The choice as I saw it:

1. Vote yes, and get much needed infrastructure improvements... and higher water bills, which have been pretty damn high lately.

2. Vote no, and punish the city for wasting money on all kinds of crap and letting our deferred maintenance bill mushroom to $1.5 billion.

I went with choice #1, and winced.

Monday, August 01, 2005

eulogy

It's odd, but I actually feel a bit of grief over the death of the Nate character on Six Feet Under, which really means I'm grieving over the end of the show, which was very, very good. I'm not ashamed to say that I think the show was a work of art, certainly a defining portrait of our time, and I'm grateful to have had the opportunity to watch it.

For one, it just might be the definitive movie/TV show about life in Los Angeles, at least middle-class life, and for that reason alone it's a significant work. Though LA plays a huge role in the defining of America, both as a producer of so much media and as a massive consumer market, New York tends to be America's fantasy city of choice, a character in its own right. Too often, LA is just a set. But if you've ever visited the place, and I've really only been there once, you get a sense of not only how important it is, but also how unique, indeed, downright strange -- as if its story conveys a theme no other story can, at least not as poignantly. LA is like something out of Sci Fi, or the book of Revelations, which has been edited down to near normalcy. New York might be the tip of the American knife, but LA is its long, decorative, razor-sharp blade.

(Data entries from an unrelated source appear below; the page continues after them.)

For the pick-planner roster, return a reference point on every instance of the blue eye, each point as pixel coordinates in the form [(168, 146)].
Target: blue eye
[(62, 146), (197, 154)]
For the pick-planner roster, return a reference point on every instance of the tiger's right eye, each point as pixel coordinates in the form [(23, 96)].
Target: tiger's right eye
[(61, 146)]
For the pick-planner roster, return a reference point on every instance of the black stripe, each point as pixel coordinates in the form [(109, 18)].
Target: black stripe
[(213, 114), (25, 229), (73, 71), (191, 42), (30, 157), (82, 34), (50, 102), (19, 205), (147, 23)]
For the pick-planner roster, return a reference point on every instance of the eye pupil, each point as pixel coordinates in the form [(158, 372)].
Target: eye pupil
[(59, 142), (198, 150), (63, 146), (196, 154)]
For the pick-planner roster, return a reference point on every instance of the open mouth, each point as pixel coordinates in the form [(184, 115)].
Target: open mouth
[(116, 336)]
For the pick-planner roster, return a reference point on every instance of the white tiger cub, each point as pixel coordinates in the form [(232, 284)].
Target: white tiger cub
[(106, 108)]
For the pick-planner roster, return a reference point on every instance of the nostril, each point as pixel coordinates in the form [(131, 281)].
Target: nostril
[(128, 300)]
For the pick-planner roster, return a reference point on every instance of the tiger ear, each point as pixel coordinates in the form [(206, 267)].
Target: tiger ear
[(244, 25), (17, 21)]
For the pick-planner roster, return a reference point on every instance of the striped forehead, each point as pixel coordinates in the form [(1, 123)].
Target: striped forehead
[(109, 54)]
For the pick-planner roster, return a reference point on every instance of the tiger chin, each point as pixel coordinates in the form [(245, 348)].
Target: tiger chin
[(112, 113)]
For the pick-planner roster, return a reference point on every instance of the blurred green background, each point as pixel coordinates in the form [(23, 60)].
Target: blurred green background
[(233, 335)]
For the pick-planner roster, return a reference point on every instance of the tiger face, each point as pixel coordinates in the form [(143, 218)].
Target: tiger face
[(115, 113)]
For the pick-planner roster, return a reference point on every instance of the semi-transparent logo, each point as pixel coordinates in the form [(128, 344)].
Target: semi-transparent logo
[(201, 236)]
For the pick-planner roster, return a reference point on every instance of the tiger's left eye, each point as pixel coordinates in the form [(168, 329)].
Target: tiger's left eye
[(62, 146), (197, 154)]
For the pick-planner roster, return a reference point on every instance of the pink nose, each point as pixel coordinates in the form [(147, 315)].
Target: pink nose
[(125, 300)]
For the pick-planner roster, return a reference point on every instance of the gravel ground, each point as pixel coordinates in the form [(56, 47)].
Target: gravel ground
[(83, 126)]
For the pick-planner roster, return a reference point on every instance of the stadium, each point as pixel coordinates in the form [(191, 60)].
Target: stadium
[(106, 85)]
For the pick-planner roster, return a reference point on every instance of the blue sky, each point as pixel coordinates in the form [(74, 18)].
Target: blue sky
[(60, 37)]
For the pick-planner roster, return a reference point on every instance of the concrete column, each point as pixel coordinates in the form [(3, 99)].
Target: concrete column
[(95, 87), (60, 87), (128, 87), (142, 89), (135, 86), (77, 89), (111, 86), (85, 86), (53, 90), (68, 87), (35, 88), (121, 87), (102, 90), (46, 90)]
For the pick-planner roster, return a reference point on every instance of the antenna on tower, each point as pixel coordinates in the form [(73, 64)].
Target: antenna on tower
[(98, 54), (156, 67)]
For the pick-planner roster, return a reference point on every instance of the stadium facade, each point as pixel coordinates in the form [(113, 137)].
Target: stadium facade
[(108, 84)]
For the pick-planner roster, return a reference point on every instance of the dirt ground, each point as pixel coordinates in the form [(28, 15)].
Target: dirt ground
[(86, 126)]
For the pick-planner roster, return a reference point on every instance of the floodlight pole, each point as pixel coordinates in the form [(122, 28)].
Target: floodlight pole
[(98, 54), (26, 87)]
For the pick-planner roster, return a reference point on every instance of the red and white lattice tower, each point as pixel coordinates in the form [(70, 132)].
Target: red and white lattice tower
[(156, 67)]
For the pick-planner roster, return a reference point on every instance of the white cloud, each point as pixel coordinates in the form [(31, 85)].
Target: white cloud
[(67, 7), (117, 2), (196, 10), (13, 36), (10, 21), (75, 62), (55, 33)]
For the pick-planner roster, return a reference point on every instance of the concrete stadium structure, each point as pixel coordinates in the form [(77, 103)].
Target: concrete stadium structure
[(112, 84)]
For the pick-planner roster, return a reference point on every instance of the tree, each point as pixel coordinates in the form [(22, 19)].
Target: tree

The ocean played a huge, if sporadic role in the series, and that's partly why the LA setting was key. We were led to believe in an earlier episode, for instance, that the ocean had swallowed up Nate's first wife, Lisa, at a moment when she'd finally found some peace. Later Nate and Brenda were married on the shore, while she carried a dead fetus in her womb. And in Nate's death sequence was where he wound up, running into the waves, yelling over his shoulder, "Come on! This is what we came for!!"

As a fledgling story teller myself, I can't help but think, How perfect! The closeness between life (and by life I mean life at its most alive: elation, ecstasy) and death is a time-honored device of art, one that'll never be worn out because it's so true. And to me that's what LA is: this place on the edge where the fire burns a bit brighter and hotter than anywhere else. It's the spot where those with the most acute cases of wanderlust stopped, because they had to stop, and infected the gene pool with their dangerously curious spirits. The ocean. Life and death rolling, one over the other, again and again, endlessly.

Of course, the Fisher's funeral home, which Nate couldn't succeed in escaping, was a bigger, more obvious thematic backdrop -- and recurring character, what with each episode beginning with a different, unexpected death. These little stories, and the morbid setting, tempered the intensity of life in all the main characters' storylines, grounded them in reality. And isn't this what America is: plain, old mortality wrapped in an illusion of self importance and invincibility?

In this setting, with such real characters, and in the hands of sophisticated writers, actors and directors, Six Feet Under became, in my mind, a true American masterpiece, and I'm really going to miss it.